Thaís Vieira de Souza, Luciana Pastena Giorno, Sonia Maria Malmonge and Arnaldo R. Santos Jr.*   Pages 934 - 951 ( 18 )


Among the different approaches present in regenerative medicine and tissue engineering, the one that has attracted the most interest in recent years is the possibility of printing functional biological tissues. Bioprinting is a technique that has been applied to create cellularized three-dimensional structures that mimic biological tissues and thus allow their replacement. Hydrogels are interesting materials for this type of technique. Hydrogels based on natural polymers are known due to their biocompatible properties, in addition to being attractive biomaterials for cell encapsulation. They provide a threedimensional aqueous environment with biologically relevant chemical and physical signals, mimicking the natural environment of the extracellular matrix (ECM). Bioinks are ink formulations that allow the printing of living cells.
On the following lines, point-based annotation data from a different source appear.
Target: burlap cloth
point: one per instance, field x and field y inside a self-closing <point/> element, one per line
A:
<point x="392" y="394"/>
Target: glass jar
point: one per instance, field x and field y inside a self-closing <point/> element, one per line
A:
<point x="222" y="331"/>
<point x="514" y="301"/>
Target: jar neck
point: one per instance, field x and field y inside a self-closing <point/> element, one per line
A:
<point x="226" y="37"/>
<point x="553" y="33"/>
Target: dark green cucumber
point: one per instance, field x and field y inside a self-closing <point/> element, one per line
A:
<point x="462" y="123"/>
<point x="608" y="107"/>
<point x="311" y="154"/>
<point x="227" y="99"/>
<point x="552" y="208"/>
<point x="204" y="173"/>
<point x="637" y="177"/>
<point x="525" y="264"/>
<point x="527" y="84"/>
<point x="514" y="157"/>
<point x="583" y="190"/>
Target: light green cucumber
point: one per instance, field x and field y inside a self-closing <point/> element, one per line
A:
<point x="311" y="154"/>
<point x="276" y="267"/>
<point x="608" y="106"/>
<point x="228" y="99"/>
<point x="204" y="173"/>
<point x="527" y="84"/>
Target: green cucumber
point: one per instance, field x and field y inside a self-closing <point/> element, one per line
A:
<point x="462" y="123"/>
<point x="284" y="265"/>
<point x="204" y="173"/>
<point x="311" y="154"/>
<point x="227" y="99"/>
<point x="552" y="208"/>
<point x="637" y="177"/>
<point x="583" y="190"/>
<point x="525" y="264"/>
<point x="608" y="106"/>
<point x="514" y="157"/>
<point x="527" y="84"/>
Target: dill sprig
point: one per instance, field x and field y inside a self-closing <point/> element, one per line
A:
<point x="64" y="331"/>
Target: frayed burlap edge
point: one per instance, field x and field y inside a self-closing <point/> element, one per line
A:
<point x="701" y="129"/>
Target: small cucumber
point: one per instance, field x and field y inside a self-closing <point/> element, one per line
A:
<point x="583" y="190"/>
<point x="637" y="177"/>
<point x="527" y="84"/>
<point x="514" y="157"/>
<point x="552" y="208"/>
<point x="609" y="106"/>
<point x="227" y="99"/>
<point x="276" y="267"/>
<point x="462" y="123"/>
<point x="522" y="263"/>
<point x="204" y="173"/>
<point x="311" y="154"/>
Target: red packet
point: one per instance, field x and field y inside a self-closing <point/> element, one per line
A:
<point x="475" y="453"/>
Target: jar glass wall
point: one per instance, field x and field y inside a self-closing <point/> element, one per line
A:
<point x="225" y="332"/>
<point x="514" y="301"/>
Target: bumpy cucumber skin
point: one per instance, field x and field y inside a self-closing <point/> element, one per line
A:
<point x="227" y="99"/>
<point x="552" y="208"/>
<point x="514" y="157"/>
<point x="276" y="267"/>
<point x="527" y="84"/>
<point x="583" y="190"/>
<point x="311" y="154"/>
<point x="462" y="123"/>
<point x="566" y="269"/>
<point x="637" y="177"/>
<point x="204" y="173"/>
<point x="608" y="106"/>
The controlled deposition of biomaterials by bioinks needs to maintain cell viability and offer specific biochemical and physical stimuli capable of guiding cell migration, proliferation, and differentiation. In this work, we analyze the theoretical and practical issues of bioprinting, citing currently used methods, their advantages, and limitations. We present some important molecules that have been used to compose bioinks, as well as the cellular responses that have been observed in different tissues. Finally, we indicate future perspectives of the method.


Biomaterials, regenerative medicine, bioink, additive manufacturing, hydrogels, cell differentiation.